Sea captains' logbooks reveal secrets of New England's fishing culture
Researcher Bill Leavenworth collects logs from the mid-1800s, which offer clues about yesterday's – and today's – cod stocks.
Courtesy of National Archives, Waltham, Massachusetts
Durham, N.H.
In the hamlets and modest seaports that dot the coastal counties of New England, Bill Leavenworth trolls for the lost bounty of the Gulf of Maine. His prey: the bound, handwritten logs kept by the captains of virtually every fishing boat that plied those rich waters between 1852 and 1866.

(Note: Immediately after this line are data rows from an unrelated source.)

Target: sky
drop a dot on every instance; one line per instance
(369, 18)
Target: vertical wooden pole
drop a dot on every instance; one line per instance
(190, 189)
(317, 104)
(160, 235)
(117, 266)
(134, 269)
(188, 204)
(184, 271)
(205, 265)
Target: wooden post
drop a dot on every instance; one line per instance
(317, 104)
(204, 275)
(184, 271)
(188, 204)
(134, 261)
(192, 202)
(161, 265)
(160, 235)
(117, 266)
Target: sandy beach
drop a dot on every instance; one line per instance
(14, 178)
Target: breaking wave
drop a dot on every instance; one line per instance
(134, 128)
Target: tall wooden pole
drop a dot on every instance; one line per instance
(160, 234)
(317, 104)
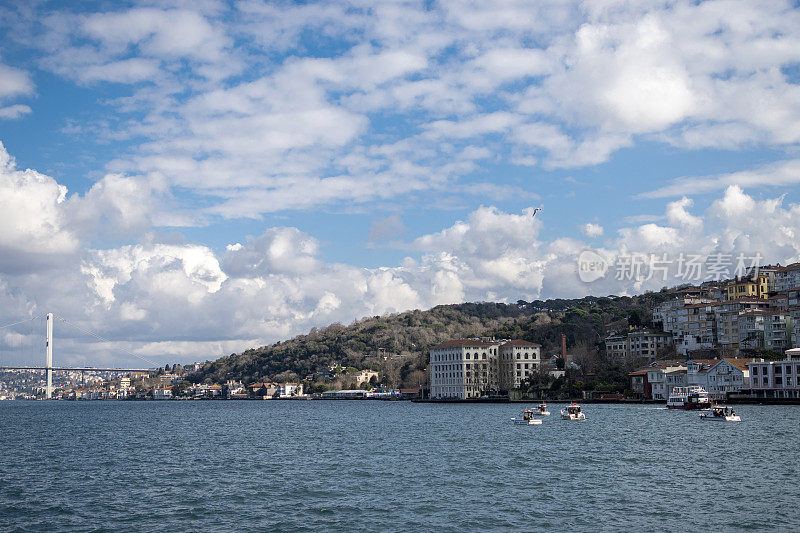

The logs were once held in the region's customs houses, but over time were scattered to the four winds. Some landed in basements and attics, some were donated to local libraries and museums, and others returned to fishermen. On Nantucket Island, a number were stuffed between the walls of a public building as insulation against the winter cold, and were only recently found during a renovation. Others were undoubtledly used to start the fires of fish-house stoves or simply thrown away.
In the yellowing pages of these surviving logbooks lie the secrets of the ocean fisheries' past – and perhaps lessons for its troubled present. The books contain daily entries on the vessels' movements, the weather, unusual occurrences, and careful tallies of the number of fish caught by each man aboard. The numbers and words have yielded some bracing revelations about just how many cod there once were in New England and the Canadian Maritimes.
And so, Mr. Leavenworth, a University of New Hampshire (UNH) researcher often finds himself standing behind a lectern at churches, high schools, or libraries, describing his team's work to commercial fishermen, gentleman farmers, retirees, and small-business owners who populate the coast. "My last car had 232,000 miles on it," says Leavenworth, whose own ancestor fished off New Hampshire in the 1660s.
Every trip will end, he hopes, with the winning of one more piece – one more logbook – in a historical puzzle.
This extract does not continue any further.